Depending on how long you’ve been gluten free, you’ve probably had a family member tell you that it’s OK to eat a small piece of pie or other gluten-filled item. Of course this comment probably makes you want to scream, but try to keep in mind that it probably comes from a good place. Unfortunately, the only thing you can do is gently explain that even a small amount of gluten is harmful.

2. Find an advocate

Let’s face it—there’s almost always going to be that one family member who just doesn’t get it. However, hearing how serious celiac and gluten intolerance are from a third party may help. This could be someone else on the gluten-free diet for health reasons or even a medical professional who can outline the serious consequences that eating gluten can have for those with celiac or gluten sensitivity.

3. Avoid using the word “diet”

Even though following a gluten-free diet is the only way to heal the effects of celiac in the small intestine, the word “diet” may turn your family off from hearing the whole story. Instead, tell them you simply can’t eat gluten because doing so triggers your immune system to destroy the part of the small intestine that absorbs vital nutrients, which can lead to serious illness.

4. Stand your ground

No matter how your loved ones react, don’t back down. Never let someone convince you—or, worse, guilt you—into tasting the dessert he or she made. Avoid cross-contamination from gluten-containing foods, a more likely risk during family get-togethers. To ensure you have something safe to eat, bring along a gluten-free dish or two (or more) and let everyone indulge. Hey, if you can’t beat ’em, feed ’em!

Heather Burdo is a health content writer from New York. Visit her at heatherburdo.com.

Don’t Let Hidden Gluten Ruin Your Holidays

From frantic shopping trips to festive parties, it’s easy to get caught up in the holidays and perhaps not be as guarded as you normally are when it comes to avoiding gluten. But with all of the decadent treats suddenly everywhere you turn, even at work, it’s especially crucial to check labels and ask questions this time of year. Protect yourself from hidden gluten this season with these important tips.

Calling all candy lovers

Even if you’re about to grab a type of candy you’ve had before because you are certain of its gluten-free status, make sure it’s the exact same item. Different companies employ different recipes for similar products, so while one brand is gluten free, another may still contain wheat or gluten. Remember that it’s not always as simple as checking for a “gluten-free” label—it’s important to go through each ingredient. While wheat is often found in baked goods, some candies such as Twizzlers or licorice use it as a thickener or binder.

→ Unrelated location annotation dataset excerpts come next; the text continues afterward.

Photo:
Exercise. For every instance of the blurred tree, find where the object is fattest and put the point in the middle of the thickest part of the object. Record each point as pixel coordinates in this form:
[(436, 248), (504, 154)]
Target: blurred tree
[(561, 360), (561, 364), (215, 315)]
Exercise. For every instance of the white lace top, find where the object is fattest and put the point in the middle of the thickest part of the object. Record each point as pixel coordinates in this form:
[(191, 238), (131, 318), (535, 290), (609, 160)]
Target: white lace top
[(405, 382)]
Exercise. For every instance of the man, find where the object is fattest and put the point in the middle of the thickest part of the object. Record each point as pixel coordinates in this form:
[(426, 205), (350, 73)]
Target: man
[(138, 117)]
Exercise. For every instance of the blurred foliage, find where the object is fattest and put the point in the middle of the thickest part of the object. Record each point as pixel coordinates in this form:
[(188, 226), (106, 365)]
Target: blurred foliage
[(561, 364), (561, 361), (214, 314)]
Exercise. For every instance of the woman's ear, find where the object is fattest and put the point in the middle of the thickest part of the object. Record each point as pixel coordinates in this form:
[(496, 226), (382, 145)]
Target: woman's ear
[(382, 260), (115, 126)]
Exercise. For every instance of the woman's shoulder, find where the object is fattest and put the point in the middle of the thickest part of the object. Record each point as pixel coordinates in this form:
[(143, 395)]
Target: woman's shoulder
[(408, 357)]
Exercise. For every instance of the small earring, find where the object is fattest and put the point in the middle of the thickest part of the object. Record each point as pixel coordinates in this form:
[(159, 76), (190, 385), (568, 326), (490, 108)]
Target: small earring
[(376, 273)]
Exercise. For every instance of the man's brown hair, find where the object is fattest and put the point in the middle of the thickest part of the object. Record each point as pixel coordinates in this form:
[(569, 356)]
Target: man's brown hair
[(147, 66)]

Look out for the word “malt” on labels. This common gluten-containing ingredient is used as a flavor enhancer in several candies and beverages. Maltose, a malt sugar sometimes used in candy, also contains gluten.

Avoid candies that have been rebagged, which are purchased in bulk from the manufacturer then repackaged into smaller packets. Even gluten-free candy could come in contact with gluten, risking cross-contamination.

Play it safe

Even if your family knows that you can’t consume gluten, you may feel most comfortable making your own dish for a get-together. Dishes like casseroles and stuffing often contain gluten. Instead of taking the risk, offer to bring a dish. If you have a favorite item, such as gravy, be sure to bring a gluten-free version that you can savor just as much as the gluten eaters.

Platter danger

If you know the beautiful cake on the counter contains gluten but the frosting doesn’t, don’t risk the temptation. It takes only a miniscule crumb of cake along with that frosting to put you in agonizing pain. Also steer clear of meat and cheese platters. As people grab the crackers, crumbs fall everywhere, contaminating the gluten-free items.

Holiday spirits

It’s not uncommon to enjoy a glass of a wine, a beer or a cocktail with a holiday dinner. While others are sipping, you may want to indulge in a gluten-free option of your own. If the host has the bottle handy, check the label. However, if it’s in a decanter or other unlabeled container, just avoid it. Check whether any of the alcoholic beverages are gluten free, or bring your own gluten-free holiday spirits.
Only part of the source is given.